В издательстве "Эксмо" выходит новый роман Дины Рубиной. Букник его уже читает, как читал все предыдущие романы и рассказы писательницы (даже те, что были написаны еще до рождения Букника). Почитайте и вы!
Внук, тоже мне… Такой праздник сегодня, такой сегодня праздник, и как, о господи, ей самой объяснишь — до какого возраста она дожила?
Я вернулся и достал из машины большую круглую коробку, перевязанную лентами.

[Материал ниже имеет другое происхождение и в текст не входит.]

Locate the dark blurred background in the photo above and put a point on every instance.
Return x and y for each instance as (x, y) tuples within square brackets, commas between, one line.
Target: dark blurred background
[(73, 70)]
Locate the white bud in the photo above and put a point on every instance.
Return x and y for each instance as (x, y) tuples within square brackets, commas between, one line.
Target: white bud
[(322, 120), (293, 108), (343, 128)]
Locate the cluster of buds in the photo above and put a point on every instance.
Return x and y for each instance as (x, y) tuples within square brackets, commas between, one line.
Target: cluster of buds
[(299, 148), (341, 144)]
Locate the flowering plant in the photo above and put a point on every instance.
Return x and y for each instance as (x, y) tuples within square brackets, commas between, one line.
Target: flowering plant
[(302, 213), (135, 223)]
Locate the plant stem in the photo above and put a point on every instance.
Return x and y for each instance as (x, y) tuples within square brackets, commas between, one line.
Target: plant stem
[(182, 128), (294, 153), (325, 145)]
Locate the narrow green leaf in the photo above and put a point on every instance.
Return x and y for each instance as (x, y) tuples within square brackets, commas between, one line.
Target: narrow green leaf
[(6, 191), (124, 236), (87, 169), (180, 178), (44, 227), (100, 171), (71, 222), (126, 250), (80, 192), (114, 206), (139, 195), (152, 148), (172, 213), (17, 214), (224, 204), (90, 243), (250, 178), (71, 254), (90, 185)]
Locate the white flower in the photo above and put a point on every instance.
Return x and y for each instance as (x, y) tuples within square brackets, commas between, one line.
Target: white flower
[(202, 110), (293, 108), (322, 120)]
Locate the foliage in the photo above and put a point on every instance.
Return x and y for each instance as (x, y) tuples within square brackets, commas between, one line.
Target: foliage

Вот на что он похож, этот торт — самый большой из тех, что красовались в витрине кондитерской: на миндальную водонапорную башню. На шоколадном поле — сливочно-победная, прямо-таки олимпийская дата. «О-о-о», — протянула юная кондитерша, обеими руками выдавливая из шприца тягучую лаковую змейку, и две округлые девятки маслянисто блеснули, как продолжение этого «о-о-о!».
Сама-то новорожденная всегда была равнодушна к сладкому, едва ли и сегодня попробует кусочек. Ну ничего, это грандиозное сооружение оценят санитары, медсестры и пациенты нашей славной богадельни.
Дома престарелых называются здесь возвышенно: «Дом отцов» — куда деваться в этой крошечной стране от библейской монументальности языка и истории? Впрочем, и этому дому скорби и анекдота в известной монументальности не откажешь: пятиэтажное, великолепно оборудованное здание, просторный мраморный холл, три лифта. Опять же, эстампы на стенах: радости жизни, уже недоступные обитателям заведения, — гремучие столбы водопадов, штормовая пасть океана, муравьиная дорожка альпинистов на ледяной вершине…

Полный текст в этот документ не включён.